Dieser Artikel geht auf die wichtigsten Fragen ein, die Führungskräfte aus den Bereichen Kommunikation und Personalwesen stellen, wenn sie versuchen, Verinnerlichung der Markengeschichte—und was Sie konkret tun können, wenn die Ergebnisse eine Lücke aufzeigen.

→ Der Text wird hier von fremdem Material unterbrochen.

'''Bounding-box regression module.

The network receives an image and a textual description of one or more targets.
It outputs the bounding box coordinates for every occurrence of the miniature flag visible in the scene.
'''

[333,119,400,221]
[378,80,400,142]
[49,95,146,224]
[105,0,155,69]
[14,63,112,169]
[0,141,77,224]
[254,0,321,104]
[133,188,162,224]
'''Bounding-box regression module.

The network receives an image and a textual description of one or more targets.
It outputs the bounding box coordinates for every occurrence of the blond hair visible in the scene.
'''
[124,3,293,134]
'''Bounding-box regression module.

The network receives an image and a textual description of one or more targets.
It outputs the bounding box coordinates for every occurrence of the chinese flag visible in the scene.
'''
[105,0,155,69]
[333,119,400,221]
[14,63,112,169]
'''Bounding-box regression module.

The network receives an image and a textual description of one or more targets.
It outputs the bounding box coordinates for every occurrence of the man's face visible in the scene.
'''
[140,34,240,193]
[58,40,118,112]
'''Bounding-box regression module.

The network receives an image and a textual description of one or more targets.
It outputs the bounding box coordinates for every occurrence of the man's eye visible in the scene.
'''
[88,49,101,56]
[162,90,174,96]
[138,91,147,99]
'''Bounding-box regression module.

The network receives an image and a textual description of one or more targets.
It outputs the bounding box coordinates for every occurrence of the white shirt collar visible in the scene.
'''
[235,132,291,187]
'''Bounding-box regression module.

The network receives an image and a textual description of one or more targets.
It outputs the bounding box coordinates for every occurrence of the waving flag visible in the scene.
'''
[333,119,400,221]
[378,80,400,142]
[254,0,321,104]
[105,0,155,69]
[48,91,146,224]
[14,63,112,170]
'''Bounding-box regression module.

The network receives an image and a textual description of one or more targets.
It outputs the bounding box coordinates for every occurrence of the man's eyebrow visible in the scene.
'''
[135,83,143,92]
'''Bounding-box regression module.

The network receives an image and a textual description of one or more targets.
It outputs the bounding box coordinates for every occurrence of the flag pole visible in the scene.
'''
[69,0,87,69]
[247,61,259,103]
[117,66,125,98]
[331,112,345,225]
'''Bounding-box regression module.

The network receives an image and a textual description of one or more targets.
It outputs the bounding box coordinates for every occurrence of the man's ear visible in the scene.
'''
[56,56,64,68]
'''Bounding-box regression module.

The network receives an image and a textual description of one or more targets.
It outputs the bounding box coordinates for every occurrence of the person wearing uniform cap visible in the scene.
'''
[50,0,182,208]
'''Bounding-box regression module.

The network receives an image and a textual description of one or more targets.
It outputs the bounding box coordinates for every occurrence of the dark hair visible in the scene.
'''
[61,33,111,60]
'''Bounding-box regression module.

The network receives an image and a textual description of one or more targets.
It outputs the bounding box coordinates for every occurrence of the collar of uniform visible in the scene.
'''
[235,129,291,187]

Was bedeutet es, wenn Mitarbeiter eine Markengeschichte wirklich verinnerlichen?

Mitarbeiter haben eine Markengeschichte erst dann wirklich verinnerlicht, wenn sie den Zweck, die Werte und die Geschichte des Unternehmens mit eigenen Worten wiedergeben können – und wenn dieses Verständnis sichtbar Einfluss darauf nimmt, wie sie arbeiten, kommunizieren und Entscheidungen treffen. Das geht weit über das bloße Aufsagen eines Leitbilds hinaus. Es bedeutet, dass die Geschichte Teil ihrer Denkweise geworden ist.

Es gibt einen wesentlichen Unterschied zwischen Kenntnis und Verinnerlichung. Ein Mitarbeiter, der die Markengeschichte kennt, kann deren Kernbotschaften auf Nachfrage wiedergeben. Ein Mitarbeiter, der sie verinnerlicht hat, nutzt diese Botschaften als Maßstab, ohne dazu aufgefordert zu werden. Er bezieht sich bei der Lösung von Problemen auf die Werte des Unternehmens. Er erklärt einem neuen Kollegen den Zweck der Organisation, ohne nachzuschlagen. Er verbindet seine täglichen Aufgaben auf natürliche und konsequente Weise mit dem Gesamtbild.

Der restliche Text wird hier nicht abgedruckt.